The extra funds were used to send the members of The Recycled Orchestra on a world tour ─ something most of the children would never have been able to experience without the help of the documentary.

03 Mar

Can Other Countries Have Their Own Landfill Harmonics?

Thanks to Alejandra Amarilla and her team, the story of Paraguay’s Landfill Harmonic is now world famous. The incredible community of Cateura, Paraguay banded together to help create a music program for their youth with next to nothing but trash to make the instruments. Not only can this serve as an inspiration to others with so much more to work with, their story can also be duplicated in other countries.

Recycle Garbage ConceptLandfill Harmonics Across the Globe

Sadly, thousands of communities across the globe are poverty stricken. Similarly to Cateura, the residents of these villages do not have the money to purchase basic life necessities, so acquiring fancy musical instruments is completely out of the question. These people are forced to make do with what they have, but thanks to the Landfill Harmonic documentary, that just got a whole lot better.
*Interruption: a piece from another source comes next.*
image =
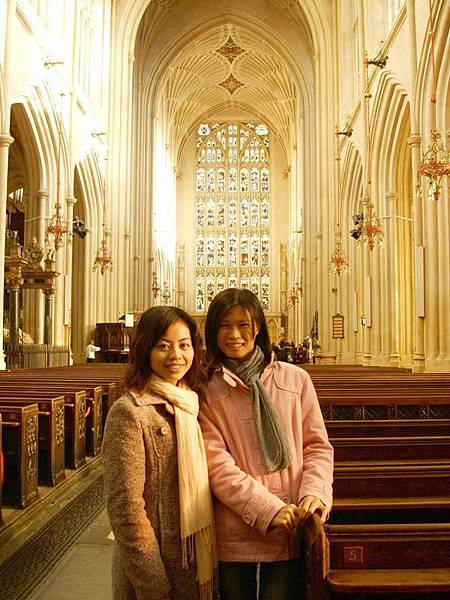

While other countries may not have been the first to come up with the idea of creating musical instruments from trash and other recycled materials, they can certainly follow suit. This incredible Landfill Harmonic documentary, created by Alejandra Amarilla and her team, can serve as an inspiration to these communities.

Music is such an important part of many cultures in the world. The ability to listen and make music can change lives. People living in poverty may never have realized they have the ability to make musical instruments from materials they have access to for free. The documentary spreads awareness that, with a little bit of creativity, magic can be made.

Hopefully Landfill Harmonic orchestras will begin to appear across the world, showcasing the impact music can have on a community. Not only does learning to play an instrument give children a chance at a whole new future, it also brings positivity to their lives, which is often much needed. When children are focused on making beautiful music, they’re channeling their energy into something so very positive rather than heading down a dark and dodgy path often seen as the only route in many areas.

Spreading the Story of the Landfill Harmonic

It took Alejandra Amarilla and her team several years to obtain the footage needed to tell the story of the Landfill Harmonic. The team traveled to Paraguay in 2010 to begin capturing the story of this incredible youth orchestra on film. They returned in 2011 for a follow-up of three new members in addition to subsequent visits afterwards.

Aside from traveling to Cateura to film the youth orchestra, Alejandra Amarilla was tasked with raising the funds to produce the documentary. She accepted the challenge and ultimately exceeded her fundraising goal by 23% using the crowdfunding platform, Kickstarter. The story of The Recycled Orchestra garnered the attention of more than 5,000 donors, who helped make production a resounding success.